Une vraie réforme des retraites devraient donc intégrer dans les ressources du système, une part importante de la productivité gagnée entre autres par la suppressions des emplois… et donc des salaires.

ALORS, POURQUOI ?

Il est en effet légitime de se poser la question pourquoi un gouvernement et un Président qui ne sont pas particulièrement idiots, prennent le risque de vouloir imposer une réforme contre l’avis de 90% des citoyens actifs de leur pays. Au-delà du risque qu’ils prennent pour leur propre avenir et de l’accueil que les élus favorables à cette régression sociale risquent de recevoir dans leur circonscription, c’est toute la démocratie représentative qui perd une grande partie de sa légitimité.

Faut-il donc que l’enjeu soit grand. Revenons à la méthode que nous vous avons proposée au départ de l’article : pour comprendre les décisions de M. Macron, il faut chercher dans quelle mesure elles servent les intérêts de la grande finance.

Un peu d’histoire : quand Ambroise Croizat et le Conseil national de la Résistance créé la Sécurité Sociale, ils veulent qu’elle ne soit pas contrôlée par le système bancaire et financier qui avait déjà, par le passé, conduit le système de retraite à la faillite. D’où le choix de la « répartition » qui ne peut faire banqueroute puisqu’il est basé sur les ressources (les salaires et la productivité) injectés directement dans les dépenses sociales.

Le problème du système par répartition n’est pas qu’il coûte cher mais que les cotisations sont soustraites à la spéculation ! Et c’est cela que tout les gouvernements de droite et de gauche depuis Rocard veulent modifier !

Le « magot » de la Sécurité Sociale

470 milliards d’euros de prestations sont versées chaque année par la Sécurité sociale, soit plus que le budget de l’État – 350 milliards d’euros. Cela équivaut à 25 % de la richesse nationale.
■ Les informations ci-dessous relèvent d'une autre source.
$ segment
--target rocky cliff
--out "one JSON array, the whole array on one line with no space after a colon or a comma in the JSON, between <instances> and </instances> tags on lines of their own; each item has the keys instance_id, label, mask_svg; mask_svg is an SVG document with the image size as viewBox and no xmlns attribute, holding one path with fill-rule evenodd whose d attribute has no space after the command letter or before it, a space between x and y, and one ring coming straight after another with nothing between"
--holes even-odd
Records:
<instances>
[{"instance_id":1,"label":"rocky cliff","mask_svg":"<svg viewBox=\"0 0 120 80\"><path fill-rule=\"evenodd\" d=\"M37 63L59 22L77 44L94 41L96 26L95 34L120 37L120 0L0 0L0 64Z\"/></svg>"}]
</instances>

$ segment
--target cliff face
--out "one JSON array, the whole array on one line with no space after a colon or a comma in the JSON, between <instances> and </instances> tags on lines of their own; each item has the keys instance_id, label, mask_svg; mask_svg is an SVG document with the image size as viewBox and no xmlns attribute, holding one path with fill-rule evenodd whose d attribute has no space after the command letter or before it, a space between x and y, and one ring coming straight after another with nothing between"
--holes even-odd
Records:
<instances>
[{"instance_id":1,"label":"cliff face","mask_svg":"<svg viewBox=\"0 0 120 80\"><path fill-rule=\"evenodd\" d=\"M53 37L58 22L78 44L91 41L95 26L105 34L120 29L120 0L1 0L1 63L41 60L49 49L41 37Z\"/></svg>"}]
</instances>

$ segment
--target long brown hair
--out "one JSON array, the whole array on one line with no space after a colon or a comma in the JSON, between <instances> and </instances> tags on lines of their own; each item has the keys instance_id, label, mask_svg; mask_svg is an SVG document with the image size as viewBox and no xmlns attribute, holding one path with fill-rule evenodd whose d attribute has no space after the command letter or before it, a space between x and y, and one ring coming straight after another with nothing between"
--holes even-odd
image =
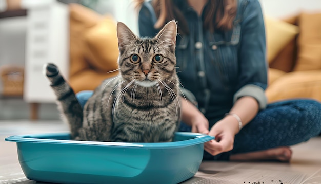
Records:
<instances>
[{"instance_id":1,"label":"long brown hair","mask_svg":"<svg viewBox=\"0 0 321 184\"><path fill-rule=\"evenodd\" d=\"M187 1L187 0L186 0ZM158 20L154 27L163 27L166 23L173 19L177 22L178 33L188 34L188 25L184 16L175 3L175 0L154 0L152 5ZM137 0L139 7L144 0ZM214 32L215 30L227 31L233 28L233 22L237 12L237 0L209 0L204 10L203 27Z\"/></svg>"}]
</instances>

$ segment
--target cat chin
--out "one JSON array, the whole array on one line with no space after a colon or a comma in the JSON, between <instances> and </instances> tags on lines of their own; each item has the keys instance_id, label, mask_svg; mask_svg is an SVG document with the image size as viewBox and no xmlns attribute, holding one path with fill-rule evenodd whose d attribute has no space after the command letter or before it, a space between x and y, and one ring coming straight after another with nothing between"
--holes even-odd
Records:
<instances>
[{"instance_id":1,"label":"cat chin","mask_svg":"<svg viewBox=\"0 0 321 184\"><path fill-rule=\"evenodd\" d=\"M137 83L137 84L140 86L142 86L143 87L151 87L151 86L155 85L157 84L156 81L146 81L146 80L145 80L143 81L136 81L136 83Z\"/></svg>"}]
</instances>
C’est ce « magot » qui intéresse les fonds de retraite et spéculatifs. On sait que des groupes comme Black Rock font le siège de l’Elysée et M. Macron est sous perfusion des groupes de conseil comme Mac Kinsley qui sont des partisans déclarés de la capitalisation des système de santé et particulièrement de la retraite.

Or, l’épargne retraite privée ne cesse de progresser en France même si sa progression est bien moindre que dans les autres pays européens qui sont bien plus avancés que nous sur ce point. Elle progresse car chaque réforme qui baisse les droits à la retraite pousse les salariés à essayer de compenser en se tournant vers la capitalisation ! Avec des incitations gouvernementales comme diverses exonérations fiscales pour développer l’épargne-retraite. La Loi Pacte de M. Macron en 2019, a permis d’augmenter d’un tiers les cotisations vers l’épargne-retraite ! Elle représente en totalité 250 milliards d’euros actuellement qui échappent à l’impôt et aux cotisations sociales !

Mais comme les Français tiennent à leur système par répartition, les gouvernements ont rechigné à l’attaquer de front. Mais cela n’est pas nécessaire : il suffit, à coup des reculs sociaux, de limiter de plus en plus les garanties de la retraite par répartition pour imposer un « pilier » supplémentaire qui serait la capitalisation ! Les spéculateurs des banques et assurances s’en pourlèchent déjà les babines…

Les risques de la capitalisation sont bien connus : les fonds de retraite, eux, peuvent faire faillite, contrairement au système par répartition.

La fragilité du système est là : la fructification du capital dépend fortement de l’évolution des marchés. En cas de crise financière, le montant collecté peut voir sa valeur chuter. Il est aussi arrivé que des fonds fassent faillite, à la suite de malversations ou des erreurs de gestion.

La crise financière de 2008 a conduit à une kyrielle de faillite de fonds de pension d’entreprise jetant des centaines de milliers de travailleurs dans la misère.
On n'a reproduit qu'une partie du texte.